A aliança entre futebol e política se acentuou no país porque a competição será disputada durante uma campanha eleitoral.
A Copa América é levada tão a sério que Cristina Kirchner anunciou sua candidatura à reeleição, na semana passada, no mesmo ato em que apresentou em cadeia nacional o programa "LCD para Todos", que vai facilitar à população pobre a compra de TVs de alta definição.
O governo disse que o programa foi lançado agora para que os argentinos vejam os jogos da Copa América numa TV nova.
O populismo esportivo se reflete na tabela do torneio.
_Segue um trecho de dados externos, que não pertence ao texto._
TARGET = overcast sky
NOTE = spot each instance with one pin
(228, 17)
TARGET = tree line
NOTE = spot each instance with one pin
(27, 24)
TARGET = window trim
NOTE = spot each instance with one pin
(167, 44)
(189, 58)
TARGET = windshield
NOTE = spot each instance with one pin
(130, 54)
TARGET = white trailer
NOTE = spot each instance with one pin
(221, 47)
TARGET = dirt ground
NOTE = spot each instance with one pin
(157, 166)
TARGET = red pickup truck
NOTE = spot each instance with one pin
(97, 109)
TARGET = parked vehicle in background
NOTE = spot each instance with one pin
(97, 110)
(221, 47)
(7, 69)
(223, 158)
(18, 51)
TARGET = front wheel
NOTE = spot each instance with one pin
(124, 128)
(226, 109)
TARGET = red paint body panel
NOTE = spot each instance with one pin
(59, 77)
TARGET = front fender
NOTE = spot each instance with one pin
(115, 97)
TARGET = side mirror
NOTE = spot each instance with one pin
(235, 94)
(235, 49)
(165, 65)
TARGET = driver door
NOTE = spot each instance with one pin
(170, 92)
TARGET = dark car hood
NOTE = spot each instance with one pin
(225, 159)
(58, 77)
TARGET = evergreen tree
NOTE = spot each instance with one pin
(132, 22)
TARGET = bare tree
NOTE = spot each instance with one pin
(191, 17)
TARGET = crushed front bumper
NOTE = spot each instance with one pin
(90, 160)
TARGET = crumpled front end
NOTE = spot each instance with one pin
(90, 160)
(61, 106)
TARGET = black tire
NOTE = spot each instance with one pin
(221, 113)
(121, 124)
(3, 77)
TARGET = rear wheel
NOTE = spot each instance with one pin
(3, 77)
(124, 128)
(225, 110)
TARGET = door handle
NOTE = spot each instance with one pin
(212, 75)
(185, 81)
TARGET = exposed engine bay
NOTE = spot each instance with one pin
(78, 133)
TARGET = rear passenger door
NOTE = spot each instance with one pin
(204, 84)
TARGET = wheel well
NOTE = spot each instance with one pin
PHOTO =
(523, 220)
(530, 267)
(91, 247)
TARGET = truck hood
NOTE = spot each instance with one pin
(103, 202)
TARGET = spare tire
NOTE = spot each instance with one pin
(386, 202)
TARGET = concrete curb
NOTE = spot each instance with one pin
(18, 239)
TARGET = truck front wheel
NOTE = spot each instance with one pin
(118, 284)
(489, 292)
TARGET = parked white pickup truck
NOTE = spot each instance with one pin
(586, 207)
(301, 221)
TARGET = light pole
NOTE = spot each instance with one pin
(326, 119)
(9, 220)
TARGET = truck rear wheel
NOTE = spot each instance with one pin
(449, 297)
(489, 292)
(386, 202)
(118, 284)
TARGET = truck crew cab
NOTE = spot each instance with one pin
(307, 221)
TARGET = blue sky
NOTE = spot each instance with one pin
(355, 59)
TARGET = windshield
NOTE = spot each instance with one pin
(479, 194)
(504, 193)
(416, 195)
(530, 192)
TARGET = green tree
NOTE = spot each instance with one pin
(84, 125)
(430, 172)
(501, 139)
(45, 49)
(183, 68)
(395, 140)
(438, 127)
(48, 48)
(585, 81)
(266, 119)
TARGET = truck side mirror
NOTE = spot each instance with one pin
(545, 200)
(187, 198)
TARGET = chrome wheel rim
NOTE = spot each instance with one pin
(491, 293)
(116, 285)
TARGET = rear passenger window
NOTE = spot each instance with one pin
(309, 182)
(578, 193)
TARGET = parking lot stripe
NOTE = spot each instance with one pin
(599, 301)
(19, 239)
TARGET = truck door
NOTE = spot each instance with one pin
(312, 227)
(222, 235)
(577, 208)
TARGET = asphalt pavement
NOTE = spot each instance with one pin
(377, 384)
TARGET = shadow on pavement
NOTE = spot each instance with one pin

Seis das oito cidades-sedes são controladas por políticos kirchneristas.
Desde 2009, o governo tem como aliado o presidente da AFA (federação argentina), Julio Grondona. Até seus inimigos, como Maradona, são partidários do kirchnerismo.
Grondona foi o fiador da estatização do futebol argentino, facilitando que o governo comprasse pelo equivalente a R$ 300 milhões os direitos de exibição do Nacional, medida de forte apelo eleitoral.
E até a oposição tenta pegar carona no efeito eleitoral da Copa América.
O prefeito de Buenos Aires, Mauricio Macri, principal opositor do kirchnerismo, montou numa praça de Buenos Aires um "espaço de convivência" para a população ver os jogos.